The thousands of Jewish women whose husbands had disappeared during the late World War should not be considered as “Agunoths” and should be free to remarry, declares a resolution adopted recently by the conference of the World Union for Progressive Judaism in London, which was submitted to that body by the World Organization of Jewish Women, of which Mrs. Alexander Kohut is president and Mrs. Estelle M. Sternberger is secretary.
In acting upon the plea of the World Organization of Jewish Women that the Jewish divorce laws be modified in reference to certain recognized problems, with particular reference to the Agunoths, the World Union for Progressive Judaism resolved:
1. That women should be on a footing of perfect equality with men as regards marriage and divorce.

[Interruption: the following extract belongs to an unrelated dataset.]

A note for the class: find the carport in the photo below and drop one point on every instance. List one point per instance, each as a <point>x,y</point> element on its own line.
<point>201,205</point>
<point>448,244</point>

2. That the thousands of Jewish women who have lost track of their husbands in the late World War, from whom they have not heard and who presumably are dead, must be considered as released from their technical condition of “Agunoths” and should be considered as free and legally entitled to remarriage.
3. That the non-performance of Chalitza, (which a childless widow must, according to Jewish Orthodox law, receive from her late husband’s brother before she is allowed to remarry) because of the abuses which have grown up in connection with this ceremony and which have cruelly impaired the rights of women and have imposed unfair hardship upon them, should no longer be an impediment to her remarriage.